権現堂の桜も、もうすぐ咲き誇る穏やかな今日、朝萬旅館若だんな新井和博さんからご紹介いただきました聖福地若住職今井康隆さんに友達の輪にご登場頂きます。
聖福地(新寺)
若住職さくら幼稚園副園長・今井康隆さん
本紙取材・高木康夫
【高木】こんにちは。新井さんからのご紹介で、本日お邪魔しました。
【今井(敬称略)】新井さんには、自分が書いた本などを差し上げた事で、文化人などと紹介され少し照れています。
【高木】今井さんは絵を描いたり、執筆されたりしているそうですが。
【今井】趣味でやっている程度で大げさなものではないんですよ。子供の頃から人に影響されることが多く、高校時代に福宿光雄(ふすきみつお)先生という県教育史に残る有名な先生に美術部で指導を受け、叔母も画家なものですから、一時は絵の分野を目指したこともありました。でも、絵心を抱いていたのは30歳頃までですね。今は住職としての仕事が忙しいので殆ど手をつけていませんよ。(笑い)
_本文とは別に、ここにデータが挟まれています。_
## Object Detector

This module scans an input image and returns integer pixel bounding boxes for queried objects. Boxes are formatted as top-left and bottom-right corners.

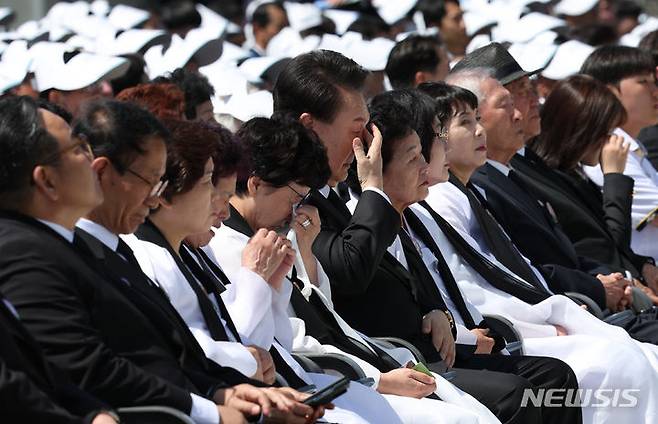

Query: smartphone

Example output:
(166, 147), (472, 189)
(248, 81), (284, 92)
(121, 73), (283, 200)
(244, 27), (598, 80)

(412, 362), (434, 377)
(304, 377), (350, 407)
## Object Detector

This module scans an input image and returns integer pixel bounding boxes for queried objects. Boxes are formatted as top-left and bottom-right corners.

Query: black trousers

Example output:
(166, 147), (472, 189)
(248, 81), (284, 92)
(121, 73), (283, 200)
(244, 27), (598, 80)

(451, 355), (582, 424)
(621, 308), (658, 345)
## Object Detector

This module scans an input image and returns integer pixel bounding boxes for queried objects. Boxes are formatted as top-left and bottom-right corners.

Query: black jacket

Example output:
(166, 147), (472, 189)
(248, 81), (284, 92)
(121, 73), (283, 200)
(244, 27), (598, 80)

(471, 163), (610, 309)
(512, 149), (648, 278)
(0, 212), (227, 413)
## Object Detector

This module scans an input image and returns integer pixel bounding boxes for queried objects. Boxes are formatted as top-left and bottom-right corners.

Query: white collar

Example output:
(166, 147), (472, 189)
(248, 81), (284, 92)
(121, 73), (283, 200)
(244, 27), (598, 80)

(613, 127), (646, 153)
(487, 159), (512, 177)
(318, 184), (331, 199)
(39, 219), (73, 243)
(75, 218), (119, 252)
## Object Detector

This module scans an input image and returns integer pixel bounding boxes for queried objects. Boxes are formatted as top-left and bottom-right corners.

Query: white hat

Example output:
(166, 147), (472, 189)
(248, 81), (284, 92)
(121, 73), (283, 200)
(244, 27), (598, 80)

(104, 29), (171, 56)
(491, 12), (567, 43)
(199, 61), (248, 99)
(541, 40), (595, 81)
(553, 0), (599, 16)
(372, 0), (418, 25)
(0, 40), (31, 94)
(324, 9), (359, 34)
(0, 7), (14, 25)
(107, 4), (151, 29)
(346, 38), (395, 72)
(218, 90), (274, 122)
(283, 2), (322, 32)
(35, 53), (130, 91)
(238, 56), (283, 84)
(196, 3), (229, 37)
(89, 0), (112, 17)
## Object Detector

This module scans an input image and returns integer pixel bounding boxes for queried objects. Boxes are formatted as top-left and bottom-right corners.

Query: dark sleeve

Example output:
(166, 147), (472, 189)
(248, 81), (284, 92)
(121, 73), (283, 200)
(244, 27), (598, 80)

(313, 190), (400, 295)
(541, 265), (607, 309)
(603, 173), (634, 249)
(0, 249), (192, 413)
(0, 358), (83, 424)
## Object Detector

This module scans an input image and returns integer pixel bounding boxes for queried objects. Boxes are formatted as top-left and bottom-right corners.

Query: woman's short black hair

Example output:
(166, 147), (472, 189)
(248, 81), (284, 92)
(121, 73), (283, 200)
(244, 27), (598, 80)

(0, 96), (59, 209)
(580, 46), (656, 85)
(236, 115), (331, 195)
(72, 99), (168, 173)
(418, 81), (478, 127)
(368, 90), (415, 170)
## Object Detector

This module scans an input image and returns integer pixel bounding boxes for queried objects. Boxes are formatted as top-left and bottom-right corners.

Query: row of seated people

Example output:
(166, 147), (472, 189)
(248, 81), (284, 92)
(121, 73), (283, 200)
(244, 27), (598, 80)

(0, 44), (658, 423)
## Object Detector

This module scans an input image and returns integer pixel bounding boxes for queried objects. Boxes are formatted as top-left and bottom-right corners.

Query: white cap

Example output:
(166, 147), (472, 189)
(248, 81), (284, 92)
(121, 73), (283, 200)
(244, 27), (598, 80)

(541, 40), (595, 81)
(324, 9), (359, 34)
(0, 40), (31, 94)
(372, 0), (418, 25)
(107, 4), (151, 29)
(491, 12), (567, 43)
(89, 0), (112, 17)
(199, 61), (248, 99)
(196, 3), (229, 37)
(553, 0), (599, 16)
(283, 2), (322, 32)
(105, 29), (171, 56)
(35, 53), (130, 91)
(346, 38), (395, 72)
(218, 90), (274, 122)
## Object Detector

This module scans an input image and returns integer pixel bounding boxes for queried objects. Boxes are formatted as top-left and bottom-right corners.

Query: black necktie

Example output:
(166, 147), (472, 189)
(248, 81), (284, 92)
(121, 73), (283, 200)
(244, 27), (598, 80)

(462, 179), (544, 290)
(405, 210), (477, 330)
(180, 246), (232, 341)
(320, 189), (352, 218)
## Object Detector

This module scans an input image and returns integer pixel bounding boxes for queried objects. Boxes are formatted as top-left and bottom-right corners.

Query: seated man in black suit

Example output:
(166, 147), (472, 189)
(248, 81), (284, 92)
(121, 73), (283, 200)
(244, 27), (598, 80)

(274, 51), (573, 422)
(0, 97), (318, 423)
(0, 296), (118, 424)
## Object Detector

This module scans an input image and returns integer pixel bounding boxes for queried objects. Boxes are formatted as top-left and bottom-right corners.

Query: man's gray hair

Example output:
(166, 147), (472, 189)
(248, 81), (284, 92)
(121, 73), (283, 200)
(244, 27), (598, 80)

(446, 67), (495, 103)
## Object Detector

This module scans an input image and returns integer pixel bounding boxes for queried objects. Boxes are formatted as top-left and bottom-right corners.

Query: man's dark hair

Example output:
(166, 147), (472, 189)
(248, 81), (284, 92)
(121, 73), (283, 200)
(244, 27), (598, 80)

(0, 96), (59, 209)
(580, 46), (656, 85)
(386, 35), (442, 89)
(160, 0), (201, 32)
(416, 0), (459, 27)
(153, 68), (215, 119)
(418, 82), (478, 131)
(638, 30), (658, 67)
(614, 0), (644, 20)
(273, 50), (368, 122)
(236, 116), (331, 195)
(368, 90), (415, 171)
(72, 99), (168, 173)
(251, 1), (286, 28)
(530, 75), (627, 171)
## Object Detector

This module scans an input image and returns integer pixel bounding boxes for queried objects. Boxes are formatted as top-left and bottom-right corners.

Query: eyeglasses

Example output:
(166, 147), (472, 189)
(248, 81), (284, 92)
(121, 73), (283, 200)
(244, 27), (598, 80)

(288, 184), (311, 207)
(41, 138), (94, 165)
(126, 168), (169, 197)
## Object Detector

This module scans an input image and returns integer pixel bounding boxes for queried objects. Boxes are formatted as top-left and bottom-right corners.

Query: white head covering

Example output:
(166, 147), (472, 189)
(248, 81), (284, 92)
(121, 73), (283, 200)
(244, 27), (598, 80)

(541, 40), (594, 81)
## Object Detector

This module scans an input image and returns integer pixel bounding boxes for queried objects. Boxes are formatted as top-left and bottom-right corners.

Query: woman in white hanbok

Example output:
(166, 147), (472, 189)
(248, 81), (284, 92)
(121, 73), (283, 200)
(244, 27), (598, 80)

(412, 80), (658, 424)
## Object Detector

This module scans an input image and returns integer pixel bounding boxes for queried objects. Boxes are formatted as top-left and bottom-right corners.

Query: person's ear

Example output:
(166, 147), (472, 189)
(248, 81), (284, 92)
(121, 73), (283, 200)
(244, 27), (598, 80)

(414, 71), (429, 87)
(32, 165), (59, 202)
(247, 176), (263, 196)
(299, 112), (315, 130)
(606, 84), (621, 99)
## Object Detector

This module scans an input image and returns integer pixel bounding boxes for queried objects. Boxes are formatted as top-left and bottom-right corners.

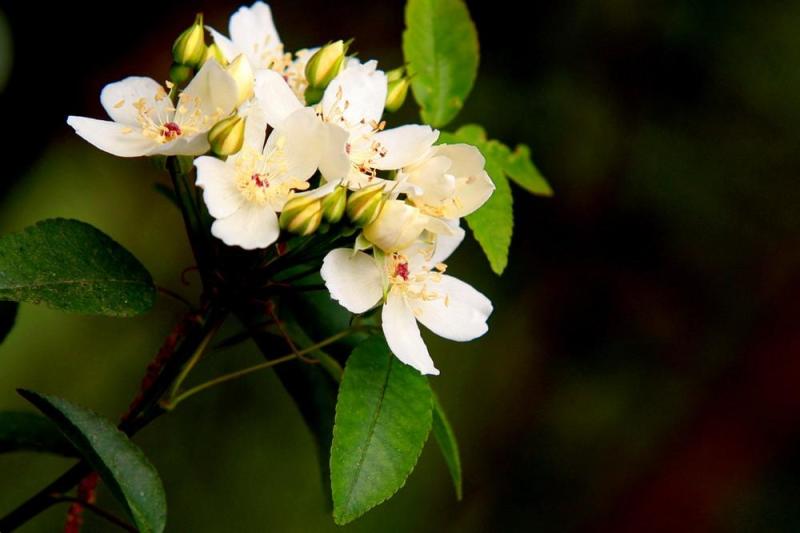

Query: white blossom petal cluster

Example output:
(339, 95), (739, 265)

(67, 2), (494, 374)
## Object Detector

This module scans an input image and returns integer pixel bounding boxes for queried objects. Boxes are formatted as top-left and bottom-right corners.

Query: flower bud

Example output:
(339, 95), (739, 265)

(386, 78), (411, 113)
(169, 63), (194, 87)
(203, 43), (228, 65)
(386, 67), (406, 81)
(225, 54), (255, 105)
(364, 200), (430, 253)
(303, 85), (325, 105)
(322, 186), (347, 224)
(346, 183), (386, 226)
(278, 196), (322, 236)
(172, 13), (206, 67)
(306, 40), (349, 89)
(208, 115), (245, 156)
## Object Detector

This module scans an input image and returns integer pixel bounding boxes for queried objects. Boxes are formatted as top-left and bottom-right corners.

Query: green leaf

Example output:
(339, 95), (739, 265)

(403, 0), (478, 128)
(0, 301), (19, 342)
(238, 304), (338, 508)
(19, 390), (167, 533)
(439, 124), (489, 144)
(433, 395), (464, 501)
(504, 144), (553, 196)
(0, 411), (77, 457)
(467, 141), (514, 275)
(0, 218), (155, 316)
(439, 124), (520, 275)
(331, 337), (433, 525)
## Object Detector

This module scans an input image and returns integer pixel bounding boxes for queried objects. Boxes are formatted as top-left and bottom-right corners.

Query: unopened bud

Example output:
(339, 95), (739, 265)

(278, 196), (322, 236)
(169, 63), (194, 87)
(203, 43), (228, 65)
(306, 40), (349, 89)
(364, 200), (429, 253)
(322, 186), (347, 224)
(386, 78), (411, 113)
(386, 67), (406, 81)
(346, 183), (385, 226)
(208, 115), (245, 156)
(225, 54), (255, 105)
(303, 85), (325, 105)
(172, 13), (206, 67)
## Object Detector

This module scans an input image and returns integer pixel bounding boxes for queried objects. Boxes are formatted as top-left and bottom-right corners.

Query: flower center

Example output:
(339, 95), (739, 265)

(250, 172), (269, 187)
(386, 248), (447, 304)
(161, 122), (183, 141)
(394, 262), (408, 281)
(235, 143), (308, 211)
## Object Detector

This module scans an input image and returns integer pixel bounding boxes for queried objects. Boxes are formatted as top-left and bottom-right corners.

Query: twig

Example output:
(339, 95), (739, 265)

(52, 495), (139, 533)
(156, 285), (194, 309)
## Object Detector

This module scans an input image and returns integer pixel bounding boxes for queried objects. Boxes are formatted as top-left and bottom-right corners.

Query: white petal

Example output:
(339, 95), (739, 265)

(254, 70), (303, 128)
(67, 117), (157, 157)
(450, 171), (494, 218)
(436, 144), (486, 176)
(402, 156), (456, 207)
(413, 275), (492, 341)
(181, 59), (239, 132)
(100, 76), (172, 127)
(372, 124), (439, 170)
(436, 144), (494, 218)
(431, 220), (465, 266)
(228, 2), (283, 68)
(381, 291), (439, 376)
(322, 61), (386, 131)
(211, 203), (280, 250)
(320, 248), (383, 313)
(206, 26), (238, 61)
(194, 156), (244, 218)
(319, 124), (350, 181)
(239, 100), (267, 151)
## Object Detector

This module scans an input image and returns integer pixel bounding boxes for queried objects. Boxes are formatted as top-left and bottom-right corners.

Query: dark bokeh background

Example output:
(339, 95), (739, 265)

(0, 0), (800, 532)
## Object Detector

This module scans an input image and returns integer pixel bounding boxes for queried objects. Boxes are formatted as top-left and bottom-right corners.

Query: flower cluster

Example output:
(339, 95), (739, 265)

(68, 2), (494, 374)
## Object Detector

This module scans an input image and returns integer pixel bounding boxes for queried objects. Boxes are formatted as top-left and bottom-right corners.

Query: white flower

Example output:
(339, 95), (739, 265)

(194, 108), (322, 250)
(208, 2), (285, 71)
(320, 230), (492, 375)
(397, 144), (494, 220)
(67, 60), (237, 157)
(320, 59), (439, 189)
(255, 60), (439, 190)
(254, 70), (348, 186)
(364, 200), (453, 252)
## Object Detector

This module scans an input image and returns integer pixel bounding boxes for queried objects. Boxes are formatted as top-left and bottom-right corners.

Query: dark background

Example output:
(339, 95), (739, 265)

(0, 0), (800, 532)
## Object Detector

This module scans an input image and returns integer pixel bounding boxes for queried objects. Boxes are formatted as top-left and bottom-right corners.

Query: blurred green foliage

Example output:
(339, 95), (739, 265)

(0, 0), (800, 532)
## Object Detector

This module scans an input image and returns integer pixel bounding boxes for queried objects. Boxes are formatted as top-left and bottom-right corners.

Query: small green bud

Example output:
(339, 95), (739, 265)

(346, 183), (386, 226)
(225, 54), (255, 105)
(305, 85), (325, 105)
(386, 78), (411, 113)
(208, 115), (245, 156)
(386, 67), (406, 82)
(203, 43), (228, 66)
(322, 186), (347, 224)
(306, 40), (349, 89)
(278, 196), (322, 236)
(169, 63), (194, 87)
(172, 13), (206, 67)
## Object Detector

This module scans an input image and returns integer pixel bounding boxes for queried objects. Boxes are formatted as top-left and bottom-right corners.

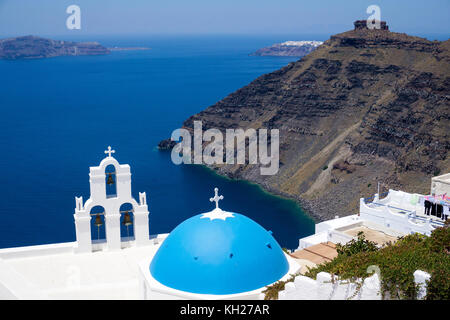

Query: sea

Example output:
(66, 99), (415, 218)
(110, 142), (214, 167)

(0, 35), (340, 249)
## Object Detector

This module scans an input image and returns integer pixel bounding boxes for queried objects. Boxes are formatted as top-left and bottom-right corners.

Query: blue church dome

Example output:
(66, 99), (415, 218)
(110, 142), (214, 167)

(150, 188), (289, 294)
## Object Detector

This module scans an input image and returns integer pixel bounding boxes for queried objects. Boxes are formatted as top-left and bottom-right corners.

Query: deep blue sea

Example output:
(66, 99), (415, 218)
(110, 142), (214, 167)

(0, 36), (332, 249)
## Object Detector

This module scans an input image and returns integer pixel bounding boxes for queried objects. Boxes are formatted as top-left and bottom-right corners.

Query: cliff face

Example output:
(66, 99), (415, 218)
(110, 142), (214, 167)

(0, 36), (109, 60)
(169, 30), (450, 220)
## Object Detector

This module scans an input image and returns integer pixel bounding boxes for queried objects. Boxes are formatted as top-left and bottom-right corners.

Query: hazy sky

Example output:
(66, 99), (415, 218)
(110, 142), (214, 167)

(0, 0), (450, 36)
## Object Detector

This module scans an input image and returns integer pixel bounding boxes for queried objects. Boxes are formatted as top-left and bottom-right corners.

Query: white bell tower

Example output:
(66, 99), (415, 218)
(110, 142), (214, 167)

(74, 146), (149, 252)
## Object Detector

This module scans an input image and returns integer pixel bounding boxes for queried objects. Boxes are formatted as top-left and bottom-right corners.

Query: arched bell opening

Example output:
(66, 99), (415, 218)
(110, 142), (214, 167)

(120, 203), (134, 241)
(105, 164), (117, 198)
(90, 206), (106, 242)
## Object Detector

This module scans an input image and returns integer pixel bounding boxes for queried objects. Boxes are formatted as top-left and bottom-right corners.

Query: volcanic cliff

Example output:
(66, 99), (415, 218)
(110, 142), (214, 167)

(161, 23), (450, 220)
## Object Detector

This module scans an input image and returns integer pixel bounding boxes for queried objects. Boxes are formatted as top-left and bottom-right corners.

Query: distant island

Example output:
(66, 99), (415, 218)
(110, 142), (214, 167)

(0, 36), (150, 60)
(250, 41), (323, 57)
(0, 36), (110, 60)
(108, 47), (151, 51)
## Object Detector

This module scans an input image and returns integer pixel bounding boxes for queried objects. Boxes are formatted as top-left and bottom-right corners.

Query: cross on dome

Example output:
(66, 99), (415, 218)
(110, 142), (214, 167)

(209, 188), (223, 209)
(200, 188), (234, 220)
(105, 146), (116, 158)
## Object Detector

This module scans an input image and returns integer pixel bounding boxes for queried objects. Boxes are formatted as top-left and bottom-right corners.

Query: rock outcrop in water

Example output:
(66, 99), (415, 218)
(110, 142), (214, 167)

(0, 36), (110, 60)
(160, 23), (450, 220)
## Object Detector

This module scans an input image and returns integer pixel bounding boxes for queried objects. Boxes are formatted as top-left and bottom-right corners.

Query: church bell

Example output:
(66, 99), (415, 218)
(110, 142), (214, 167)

(106, 173), (114, 185)
(122, 211), (133, 227)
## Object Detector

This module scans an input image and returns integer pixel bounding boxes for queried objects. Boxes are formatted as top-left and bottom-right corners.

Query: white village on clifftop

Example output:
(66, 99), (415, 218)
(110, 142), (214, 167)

(0, 147), (450, 300)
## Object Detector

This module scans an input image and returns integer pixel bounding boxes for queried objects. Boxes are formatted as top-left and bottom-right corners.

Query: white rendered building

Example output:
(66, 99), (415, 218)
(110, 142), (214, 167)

(0, 147), (299, 299)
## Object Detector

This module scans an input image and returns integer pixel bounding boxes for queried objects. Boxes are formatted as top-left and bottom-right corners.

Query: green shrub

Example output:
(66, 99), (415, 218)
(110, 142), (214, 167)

【高木】この部屋にも沢山の作品がありますね、絵のほかに執筆活動もされているとか。
【今井】執筆活動と言われても本を何冊か自費出版した程度で、自己満足の世界です。
【高木】なぜ、本を書こうと思ったのですか。
【今井】自分で言うのもなんですが、学生時代は文学青年でして、いろいろな本を読みあさりました。これも影響だと思うのですが、当時、フランスの文学の指導を、現在TV等で活躍中の篠沢教授に受けており、言語の研究にと幸手の言葉をノートに書き綴ってました今思うと内向きな人間だったんですかね。(笑い)それをしばらくそのままにしていたのですが、何かパフォーマンスしたくて、八年程前に「だべえ、だんべえ、幸手弁で幸手を語ろう会」という幸手弁の特徴を文法的にまとめて冊子にしたのです。言葉の上でも故郷を忘れていってしまうという事が寂しく感じたのでしょうね。冊子を近くの床屋さんやスタンドにおいてもらい、読んでもらいました。その後、割と反響があっていろいろな人から、欲しいと言われました。何か、うれしい気分でしたよ。
【高木】何でも、反応があるとうれしいですよね。
【今井】そうですね。それと、当時の檀家さんは農業を営んでいる方が多く、昔の話をよくしてくれるのです。昔の幸手はこうだった、こんなことがあったなど、茶飲み話として歴史を話してくれます。農業地帯ですから、治水や川のことなどは、現在の幸手を語るに興味深いものがあり、個人的にいろいろ調べたりしました。幼き頃を思い出し、のどかな風景が頭の中で絵となり心を落ちつかせ引きつけることを感じたのです。それで「ヨシキ」という主人公の名をタイトルとした、大人に読んでもらう童話を、昔の、のどかな幸手を舞台に書いてみました。絵は得意でしたから、さし絵も自分で描き、自費で出版しました。そして親しい方たちへ差し上げましたが、今回はあまり受けませんでした。(笑い)その後、個人的なものをいくつか出しましたが、やはり自己満足ですね。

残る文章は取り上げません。